Evolution of Local Ecological Knowledge Use in Fisheries Management

Student(s):

Madelyn Chandler

Program or Department(s):

  • Program on the Environment
  • University of Washington

Site supervisor(s):

Marysia Szymkowiak

Partner(s):

  • National Oceanic and Atmospheric Administration, Alaska Fisheries Science Center

Faculty advisor(s):

Yen-Chu Weng, Program on the Environment, University of Washington

Local Ecological Knowledge (LEK) is an experience-based knowledge that can be utilized to solve different environmental problems.
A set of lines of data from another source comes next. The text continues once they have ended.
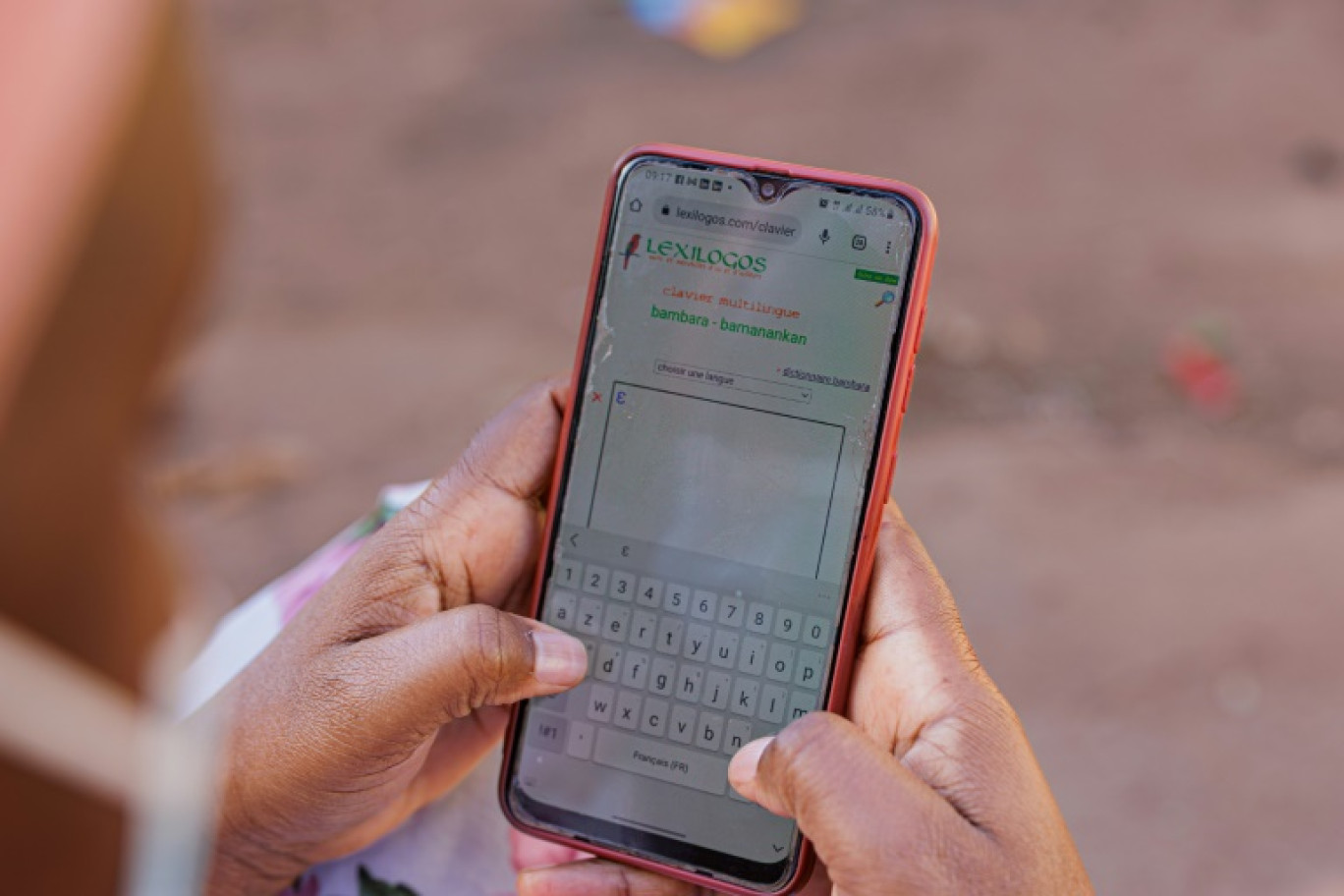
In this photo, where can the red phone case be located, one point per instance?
(886, 461)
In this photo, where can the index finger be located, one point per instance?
(914, 651)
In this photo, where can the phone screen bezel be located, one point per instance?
(636, 842)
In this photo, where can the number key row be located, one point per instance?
(729, 609)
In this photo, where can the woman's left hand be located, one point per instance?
(394, 680)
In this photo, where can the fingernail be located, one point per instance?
(558, 658)
(744, 766)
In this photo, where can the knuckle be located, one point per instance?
(799, 756)
(492, 657)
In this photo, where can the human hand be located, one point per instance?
(931, 789)
(393, 681)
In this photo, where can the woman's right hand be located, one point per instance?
(931, 789)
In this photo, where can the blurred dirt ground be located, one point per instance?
(413, 190)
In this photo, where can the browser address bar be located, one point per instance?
(715, 218)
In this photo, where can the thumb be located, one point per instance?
(850, 797)
(456, 661)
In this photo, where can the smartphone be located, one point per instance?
(744, 366)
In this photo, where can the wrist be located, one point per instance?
(248, 866)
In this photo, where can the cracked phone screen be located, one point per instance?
(737, 369)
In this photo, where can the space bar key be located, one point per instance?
(661, 760)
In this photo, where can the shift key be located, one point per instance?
(661, 760)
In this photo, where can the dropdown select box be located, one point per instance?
(756, 386)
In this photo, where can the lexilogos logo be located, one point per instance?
(700, 254)
(629, 252)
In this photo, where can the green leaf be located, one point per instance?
(369, 885)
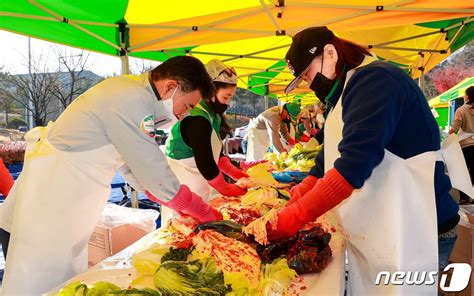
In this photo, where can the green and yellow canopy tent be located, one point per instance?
(443, 104)
(250, 35)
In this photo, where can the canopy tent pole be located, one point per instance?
(421, 79)
(400, 6)
(125, 65)
(275, 24)
(190, 29)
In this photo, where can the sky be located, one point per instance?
(14, 55)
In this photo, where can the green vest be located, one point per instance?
(175, 146)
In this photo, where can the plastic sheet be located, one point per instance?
(289, 176)
(114, 215)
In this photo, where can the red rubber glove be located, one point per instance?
(225, 188)
(328, 192)
(245, 165)
(226, 166)
(292, 142)
(6, 180)
(189, 203)
(301, 189)
(305, 138)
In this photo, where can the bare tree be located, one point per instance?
(139, 66)
(74, 83)
(7, 101)
(37, 88)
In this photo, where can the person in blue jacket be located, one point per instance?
(378, 168)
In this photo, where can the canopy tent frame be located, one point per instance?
(124, 50)
(186, 29)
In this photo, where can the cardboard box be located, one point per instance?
(463, 253)
(107, 241)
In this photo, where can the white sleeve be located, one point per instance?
(127, 174)
(146, 162)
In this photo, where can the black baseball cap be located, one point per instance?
(306, 45)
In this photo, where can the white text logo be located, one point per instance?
(454, 278)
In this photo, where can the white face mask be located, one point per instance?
(171, 119)
(320, 118)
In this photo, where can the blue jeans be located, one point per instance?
(445, 247)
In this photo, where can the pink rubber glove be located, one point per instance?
(6, 180)
(328, 192)
(301, 189)
(226, 166)
(245, 165)
(225, 188)
(189, 203)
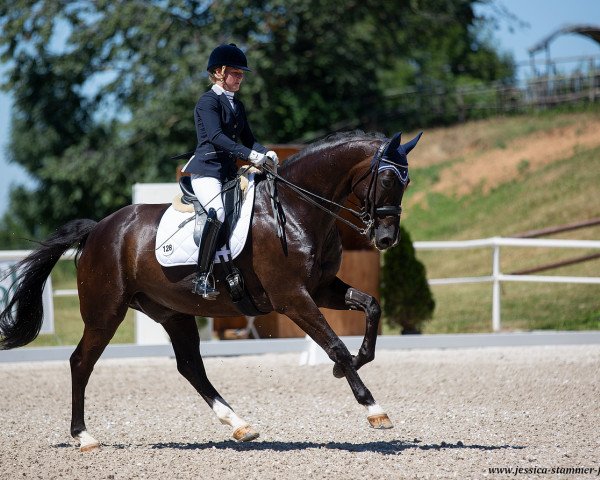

The use of LEK varies across different disciplines and can be beneficial in many different ways. Fisheries management is one discipline that has started to incorporate LEK, with hope that it could help them accomplish their goals, which include conservation and sustaining stock. The purpose of this study is to evaluate the evolution of thought on incorporating LEK into fisheries management. During my internship with Alaska Fisheries Science Center (NOAA), I read many studies that gathered and used LEK in fisheries management. I compared these studies to each other to determine areas where LEK use was most prevalent and what role it had in those cases. I used each source to track the evolution of thought on incorporating LEK into fisheries management and found that LEK has really only started to be highly utilized in fisheries management in the last 30 years or so. LEK use has been beneficial to fisheries that are data-poor, or that only have LEK to rely on, and has been seen as supplemental to conventional scientific knowledge in larger scale fisheries. LEK has the potential to be an indicator for further study as well, which inspires hope for its future use in fisheries management of all different scales.